Furthermore, “bareroot is the best way to plant a fruit tree.” You get the best price, the trees have never been in a container so you don't run the risk of circling roots, you don't have to remove the fluffy nursery soil before planting, and “you can make the low prune while the tree is still young enough to manage it,” Ralph said.

Fruit trees can set more fruit than they can support, so thinning the fruit “is as important as pruning, and as psychologically difficult” as the knee-high cut, she said. If you can remove up to 75 percent of the fruit when it is “as big as your thumb,” your reward will be larger and higher-quality fruit.

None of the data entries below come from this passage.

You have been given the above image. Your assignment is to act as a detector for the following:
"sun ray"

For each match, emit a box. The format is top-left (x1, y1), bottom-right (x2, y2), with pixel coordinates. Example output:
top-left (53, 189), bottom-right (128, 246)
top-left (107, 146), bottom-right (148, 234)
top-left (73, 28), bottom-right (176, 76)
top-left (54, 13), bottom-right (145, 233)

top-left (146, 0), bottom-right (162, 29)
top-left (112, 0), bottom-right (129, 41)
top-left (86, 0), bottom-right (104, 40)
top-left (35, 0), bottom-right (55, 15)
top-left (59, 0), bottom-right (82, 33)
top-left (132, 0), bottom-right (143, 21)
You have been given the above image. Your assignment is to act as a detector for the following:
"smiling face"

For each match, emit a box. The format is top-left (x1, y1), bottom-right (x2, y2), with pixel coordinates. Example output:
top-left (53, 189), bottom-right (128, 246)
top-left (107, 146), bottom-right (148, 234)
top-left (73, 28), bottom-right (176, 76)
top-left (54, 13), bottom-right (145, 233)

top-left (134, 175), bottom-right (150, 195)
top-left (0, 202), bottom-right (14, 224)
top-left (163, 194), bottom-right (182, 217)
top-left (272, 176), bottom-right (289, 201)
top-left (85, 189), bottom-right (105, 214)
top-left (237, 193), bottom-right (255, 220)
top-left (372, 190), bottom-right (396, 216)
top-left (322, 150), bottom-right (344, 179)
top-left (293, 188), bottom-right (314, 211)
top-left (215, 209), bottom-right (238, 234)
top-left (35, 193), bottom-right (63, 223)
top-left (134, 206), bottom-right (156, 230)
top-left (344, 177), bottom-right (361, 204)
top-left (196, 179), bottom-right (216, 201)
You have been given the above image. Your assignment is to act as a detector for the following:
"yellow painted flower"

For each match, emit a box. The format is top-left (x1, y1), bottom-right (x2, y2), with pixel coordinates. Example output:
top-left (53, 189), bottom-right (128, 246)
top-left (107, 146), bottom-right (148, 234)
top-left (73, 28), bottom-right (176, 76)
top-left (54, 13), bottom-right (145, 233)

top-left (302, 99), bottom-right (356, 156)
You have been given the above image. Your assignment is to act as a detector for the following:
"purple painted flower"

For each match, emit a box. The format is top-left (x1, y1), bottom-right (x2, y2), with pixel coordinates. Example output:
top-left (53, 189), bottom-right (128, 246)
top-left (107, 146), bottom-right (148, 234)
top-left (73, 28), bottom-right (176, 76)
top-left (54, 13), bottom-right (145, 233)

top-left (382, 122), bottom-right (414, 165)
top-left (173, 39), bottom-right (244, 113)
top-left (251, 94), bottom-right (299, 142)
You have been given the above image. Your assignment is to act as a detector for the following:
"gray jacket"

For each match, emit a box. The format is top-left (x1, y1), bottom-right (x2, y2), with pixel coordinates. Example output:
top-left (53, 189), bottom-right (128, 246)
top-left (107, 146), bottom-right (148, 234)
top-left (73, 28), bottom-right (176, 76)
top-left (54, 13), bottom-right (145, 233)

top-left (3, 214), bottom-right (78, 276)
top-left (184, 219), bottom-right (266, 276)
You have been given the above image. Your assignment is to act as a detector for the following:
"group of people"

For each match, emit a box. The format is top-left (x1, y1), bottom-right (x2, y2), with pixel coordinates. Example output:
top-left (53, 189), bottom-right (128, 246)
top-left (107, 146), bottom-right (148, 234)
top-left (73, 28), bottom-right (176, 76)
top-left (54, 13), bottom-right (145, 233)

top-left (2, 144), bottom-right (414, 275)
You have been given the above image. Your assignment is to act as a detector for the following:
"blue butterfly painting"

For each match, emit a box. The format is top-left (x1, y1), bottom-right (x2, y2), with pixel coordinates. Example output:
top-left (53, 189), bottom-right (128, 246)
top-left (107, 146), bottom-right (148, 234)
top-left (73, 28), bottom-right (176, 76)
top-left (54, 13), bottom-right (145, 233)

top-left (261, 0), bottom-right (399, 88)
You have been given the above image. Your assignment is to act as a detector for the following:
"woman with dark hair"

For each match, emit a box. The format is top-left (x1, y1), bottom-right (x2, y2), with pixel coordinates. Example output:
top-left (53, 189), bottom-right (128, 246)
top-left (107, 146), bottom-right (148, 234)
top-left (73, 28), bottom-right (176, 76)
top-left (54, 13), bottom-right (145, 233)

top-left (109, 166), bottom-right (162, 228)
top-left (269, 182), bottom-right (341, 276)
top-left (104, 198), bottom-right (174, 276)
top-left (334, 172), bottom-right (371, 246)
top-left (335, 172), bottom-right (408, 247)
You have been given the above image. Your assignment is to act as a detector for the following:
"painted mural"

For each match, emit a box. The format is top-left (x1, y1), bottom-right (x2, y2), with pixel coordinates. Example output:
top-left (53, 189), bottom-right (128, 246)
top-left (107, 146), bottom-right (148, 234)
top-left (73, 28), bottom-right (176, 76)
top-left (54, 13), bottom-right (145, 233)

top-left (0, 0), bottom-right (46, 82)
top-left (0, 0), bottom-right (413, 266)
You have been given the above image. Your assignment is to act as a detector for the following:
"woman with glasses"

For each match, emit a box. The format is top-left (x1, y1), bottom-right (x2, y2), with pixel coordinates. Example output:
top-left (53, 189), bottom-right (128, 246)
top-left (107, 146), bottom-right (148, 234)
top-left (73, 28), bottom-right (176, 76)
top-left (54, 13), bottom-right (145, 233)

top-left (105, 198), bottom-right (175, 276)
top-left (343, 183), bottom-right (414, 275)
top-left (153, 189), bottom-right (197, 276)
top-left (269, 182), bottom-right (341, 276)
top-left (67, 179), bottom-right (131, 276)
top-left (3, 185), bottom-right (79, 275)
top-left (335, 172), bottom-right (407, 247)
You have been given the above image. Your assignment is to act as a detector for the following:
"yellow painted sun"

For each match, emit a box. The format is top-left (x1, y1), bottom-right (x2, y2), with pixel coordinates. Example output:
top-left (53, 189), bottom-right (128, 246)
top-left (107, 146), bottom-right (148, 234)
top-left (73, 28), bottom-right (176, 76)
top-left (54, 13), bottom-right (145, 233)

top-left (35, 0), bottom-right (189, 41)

The exception is citrus trees, which can handle the amount of fruit they set, and which don't need the routine pruning that deciduous fruit trees do. Another exception is fig trees, which “you can prune any way you want.”

Ralph's brilliant book, Grow a Little Fruit Tree: Simple Pruning Techniques for Small-Space, Easy-Harvest Fruit Trees (Storey Books, 2014, 168 p.) gives more details.

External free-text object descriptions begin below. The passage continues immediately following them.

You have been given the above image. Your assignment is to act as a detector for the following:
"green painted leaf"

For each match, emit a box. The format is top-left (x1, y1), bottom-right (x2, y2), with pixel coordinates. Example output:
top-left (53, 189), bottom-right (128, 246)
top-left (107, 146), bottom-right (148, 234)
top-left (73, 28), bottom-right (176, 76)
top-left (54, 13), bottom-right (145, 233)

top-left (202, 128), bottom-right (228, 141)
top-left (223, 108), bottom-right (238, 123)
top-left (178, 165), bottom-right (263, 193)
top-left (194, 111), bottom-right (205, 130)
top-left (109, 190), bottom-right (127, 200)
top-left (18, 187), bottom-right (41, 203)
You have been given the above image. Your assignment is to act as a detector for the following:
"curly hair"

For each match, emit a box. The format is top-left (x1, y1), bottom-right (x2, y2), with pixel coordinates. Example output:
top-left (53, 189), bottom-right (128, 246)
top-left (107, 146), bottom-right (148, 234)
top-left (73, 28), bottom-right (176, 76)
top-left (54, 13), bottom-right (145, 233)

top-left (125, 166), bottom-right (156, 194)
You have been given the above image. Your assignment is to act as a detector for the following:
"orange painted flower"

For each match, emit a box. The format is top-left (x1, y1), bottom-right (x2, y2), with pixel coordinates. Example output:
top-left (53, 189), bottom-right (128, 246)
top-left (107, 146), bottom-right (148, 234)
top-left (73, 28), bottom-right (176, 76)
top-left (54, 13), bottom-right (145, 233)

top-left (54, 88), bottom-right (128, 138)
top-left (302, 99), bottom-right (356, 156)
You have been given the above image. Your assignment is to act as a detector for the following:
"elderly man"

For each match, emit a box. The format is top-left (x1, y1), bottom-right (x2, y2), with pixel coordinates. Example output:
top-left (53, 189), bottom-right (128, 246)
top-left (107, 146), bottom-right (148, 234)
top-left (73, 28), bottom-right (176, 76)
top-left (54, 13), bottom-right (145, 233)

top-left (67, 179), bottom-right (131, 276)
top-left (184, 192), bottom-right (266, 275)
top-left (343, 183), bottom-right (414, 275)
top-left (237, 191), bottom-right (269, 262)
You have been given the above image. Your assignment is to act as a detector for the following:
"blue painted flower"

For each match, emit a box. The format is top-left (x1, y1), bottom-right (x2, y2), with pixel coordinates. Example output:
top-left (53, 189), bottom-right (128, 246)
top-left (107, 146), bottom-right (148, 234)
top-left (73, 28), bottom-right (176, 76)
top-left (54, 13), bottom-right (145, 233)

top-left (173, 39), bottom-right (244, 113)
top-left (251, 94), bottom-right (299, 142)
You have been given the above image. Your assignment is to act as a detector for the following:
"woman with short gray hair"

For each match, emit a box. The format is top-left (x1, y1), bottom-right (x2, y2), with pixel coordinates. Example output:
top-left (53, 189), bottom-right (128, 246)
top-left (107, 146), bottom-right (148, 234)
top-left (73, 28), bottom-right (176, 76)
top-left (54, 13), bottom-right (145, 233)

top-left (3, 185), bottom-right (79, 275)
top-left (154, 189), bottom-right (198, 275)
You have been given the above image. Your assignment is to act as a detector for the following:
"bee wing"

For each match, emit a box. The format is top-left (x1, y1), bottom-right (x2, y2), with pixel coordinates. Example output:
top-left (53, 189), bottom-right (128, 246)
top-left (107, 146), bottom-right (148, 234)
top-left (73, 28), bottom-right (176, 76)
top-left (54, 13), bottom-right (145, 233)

Lemon and other citrus trees don't require the knee-high cut or the routine pruning that deciduous fruit trees do. Choose dwarfing rootstocks, and “shape citrus as you see fit,” Ralph says.

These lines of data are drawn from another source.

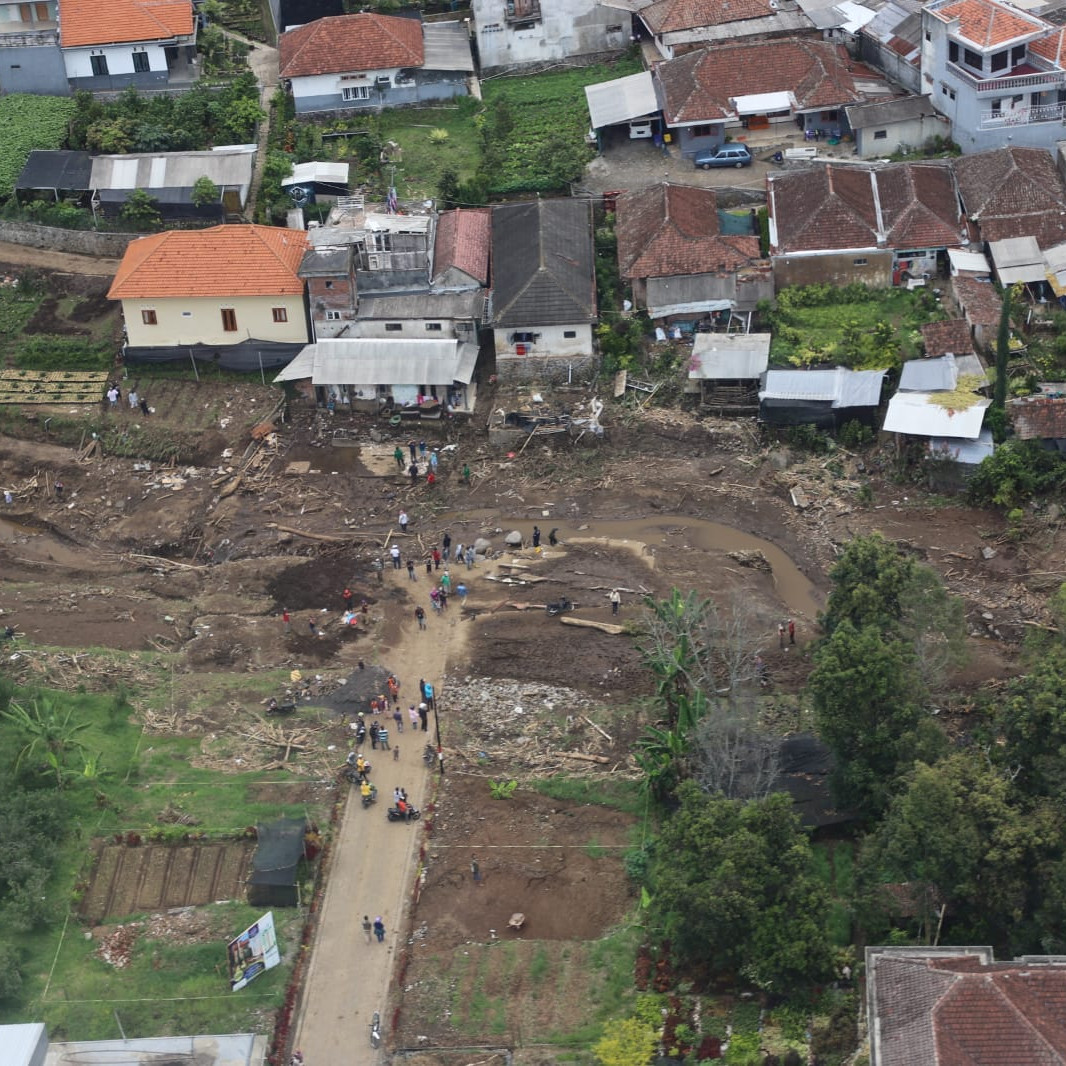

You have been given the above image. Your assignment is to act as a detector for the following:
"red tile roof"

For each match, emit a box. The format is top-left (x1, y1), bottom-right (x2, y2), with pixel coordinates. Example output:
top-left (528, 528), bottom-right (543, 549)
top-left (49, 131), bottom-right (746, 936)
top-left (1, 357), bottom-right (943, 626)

top-left (616, 182), bottom-right (759, 280)
top-left (955, 146), bottom-right (1066, 249)
top-left (655, 39), bottom-right (877, 124)
top-left (929, 0), bottom-right (1046, 48)
top-left (433, 207), bottom-right (491, 286)
top-left (279, 13), bottom-right (423, 79)
top-left (1030, 27), bottom-right (1066, 66)
top-left (870, 951), bottom-right (1066, 1066)
top-left (642, 0), bottom-right (774, 33)
top-left (921, 319), bottom-right (975, 357)
top-left (108, 225), bottom-right (310, 300)
top-left (59, 0), bottom-right (193, 48)
top-left (1008, 388), bottom-right (1066, 439)
top-left (952, 276), bottom-right (1002, 327)
top-left (770, 162), bottom-right (961, 254)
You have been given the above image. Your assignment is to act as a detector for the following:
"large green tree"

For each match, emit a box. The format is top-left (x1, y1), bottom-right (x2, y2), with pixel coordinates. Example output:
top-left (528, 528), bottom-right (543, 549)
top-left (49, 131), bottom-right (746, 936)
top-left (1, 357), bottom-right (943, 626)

top-left (651, 783), bottom-right (832, 991)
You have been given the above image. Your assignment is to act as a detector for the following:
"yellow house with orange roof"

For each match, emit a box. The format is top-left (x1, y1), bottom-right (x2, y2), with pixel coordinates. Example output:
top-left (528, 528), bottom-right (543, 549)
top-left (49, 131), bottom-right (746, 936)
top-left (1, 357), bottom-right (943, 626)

top-left (108, 225), bottom-right (311, 350)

The fruit on this apricot tree is much too prolific for the tree to handle, and growing far too close together. Once the fruit is properly thinned, this branch will sustain 2 or 3 larger, better tasting, healthier apricots.

Rather than buying the largest container you can, Ralph advises choosing a younger, thinner deciduous fruit-tree sapling in bareroot season, around the beginning of the year. Typically, you will see saplings over 5 ft. high. Make the all-important knee-high cut either before you leave the nursery, or as soon as you plant it.